Louise schenkt het pakket aan de Koninklijke Academie van Åbo (Turku), na Uppsala en Dorpat (Tartu) de grootste universiteit van het koninkrijk Zweden. Zij overhandigt de papieren aan Carl Adam Wachtmeister, met wie zij goede banden heeft, en vooral omdat hij de kanselier van de Åbo Academie is. In Stockholm geeft Wachtmeister het door aan zijn vice-kanselier, aartsbisschop Tengström, die op het punt staat naar Åbo af te reizen. Eenmaal gearriveerd in Åbo overhandigt Tengström de brief met twee pakketten aan de Academie. Hij stelt voor het in een kist te bewaren, waarin hij de nog in bewerking zijnde verzameling van wijlen hoogleraar Porthen gaat opslaan.

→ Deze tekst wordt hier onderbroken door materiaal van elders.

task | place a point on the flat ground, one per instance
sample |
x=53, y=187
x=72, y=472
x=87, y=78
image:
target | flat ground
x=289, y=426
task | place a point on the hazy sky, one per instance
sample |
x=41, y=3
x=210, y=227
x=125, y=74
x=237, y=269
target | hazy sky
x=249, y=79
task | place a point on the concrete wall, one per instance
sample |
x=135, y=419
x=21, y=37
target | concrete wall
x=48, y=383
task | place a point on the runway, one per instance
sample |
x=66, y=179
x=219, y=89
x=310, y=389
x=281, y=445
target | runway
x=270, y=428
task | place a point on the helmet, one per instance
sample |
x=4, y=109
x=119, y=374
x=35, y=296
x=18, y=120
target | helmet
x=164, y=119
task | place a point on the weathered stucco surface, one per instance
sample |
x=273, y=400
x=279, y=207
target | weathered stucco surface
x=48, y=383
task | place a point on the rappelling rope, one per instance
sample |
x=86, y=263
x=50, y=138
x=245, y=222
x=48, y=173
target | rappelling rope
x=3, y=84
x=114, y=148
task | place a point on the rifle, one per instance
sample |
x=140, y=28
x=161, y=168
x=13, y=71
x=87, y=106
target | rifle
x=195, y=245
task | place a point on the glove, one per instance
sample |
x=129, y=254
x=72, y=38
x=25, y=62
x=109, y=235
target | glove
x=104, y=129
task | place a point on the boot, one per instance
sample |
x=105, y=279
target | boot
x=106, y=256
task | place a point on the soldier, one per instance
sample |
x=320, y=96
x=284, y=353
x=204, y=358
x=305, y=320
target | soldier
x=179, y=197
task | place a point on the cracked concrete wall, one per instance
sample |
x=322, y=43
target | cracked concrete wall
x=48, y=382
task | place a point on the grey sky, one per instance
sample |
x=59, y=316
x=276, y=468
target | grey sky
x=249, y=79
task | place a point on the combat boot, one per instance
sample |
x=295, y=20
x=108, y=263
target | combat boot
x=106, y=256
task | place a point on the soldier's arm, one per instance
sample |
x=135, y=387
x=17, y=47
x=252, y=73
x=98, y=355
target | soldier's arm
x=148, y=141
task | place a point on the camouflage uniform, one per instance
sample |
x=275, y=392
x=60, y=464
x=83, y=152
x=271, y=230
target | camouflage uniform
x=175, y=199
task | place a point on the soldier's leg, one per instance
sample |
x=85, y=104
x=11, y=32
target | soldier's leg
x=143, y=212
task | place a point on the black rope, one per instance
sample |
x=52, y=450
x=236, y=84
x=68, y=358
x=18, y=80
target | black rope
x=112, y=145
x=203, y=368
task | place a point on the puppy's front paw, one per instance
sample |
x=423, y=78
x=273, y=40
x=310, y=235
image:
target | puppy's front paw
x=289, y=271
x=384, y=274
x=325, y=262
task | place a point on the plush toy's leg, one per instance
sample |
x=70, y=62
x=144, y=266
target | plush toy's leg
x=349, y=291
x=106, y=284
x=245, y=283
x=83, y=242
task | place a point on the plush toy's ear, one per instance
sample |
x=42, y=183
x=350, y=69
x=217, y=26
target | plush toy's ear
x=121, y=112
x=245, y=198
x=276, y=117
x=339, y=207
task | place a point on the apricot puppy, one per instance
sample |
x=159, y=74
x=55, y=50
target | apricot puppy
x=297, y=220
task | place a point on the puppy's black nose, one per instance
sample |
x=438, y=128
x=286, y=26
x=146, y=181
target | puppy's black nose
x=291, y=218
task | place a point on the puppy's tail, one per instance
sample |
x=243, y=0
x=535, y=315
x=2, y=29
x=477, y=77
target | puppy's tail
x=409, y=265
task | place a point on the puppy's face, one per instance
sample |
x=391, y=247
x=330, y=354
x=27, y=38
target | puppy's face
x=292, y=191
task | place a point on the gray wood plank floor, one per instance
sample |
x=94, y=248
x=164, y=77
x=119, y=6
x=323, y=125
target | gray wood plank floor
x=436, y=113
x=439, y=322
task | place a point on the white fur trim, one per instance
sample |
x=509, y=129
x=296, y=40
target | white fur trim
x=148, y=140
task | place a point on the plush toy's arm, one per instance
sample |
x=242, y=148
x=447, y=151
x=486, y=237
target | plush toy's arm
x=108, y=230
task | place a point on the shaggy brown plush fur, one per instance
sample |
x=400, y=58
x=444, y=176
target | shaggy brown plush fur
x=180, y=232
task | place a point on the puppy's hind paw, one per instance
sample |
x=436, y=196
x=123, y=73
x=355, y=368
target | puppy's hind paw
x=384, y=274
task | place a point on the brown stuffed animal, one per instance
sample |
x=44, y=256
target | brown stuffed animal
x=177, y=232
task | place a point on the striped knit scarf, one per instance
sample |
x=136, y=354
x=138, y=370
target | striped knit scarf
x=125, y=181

Op 13 augustus 1807 gaat het Academiebestuur daarmee akkoord en stuurt de gravin daarvan een bericht.

Tien jaar later, een half jaar voor het overlijden van Louise, is Tengström klaar met zijn werk. Hij stelt een memorandum op om de papieren van Porthan toe te voegen aan de Meijerfeldtse papieren. Hij doet het voorstel de kist met twee sleutels te sluiten, te verzegelen en pas in het jaar 1900 te openen. Bij besluit van 24 maart 1817 gaat het Academiebestuur met dat voorstel onder dankzegging akkoord.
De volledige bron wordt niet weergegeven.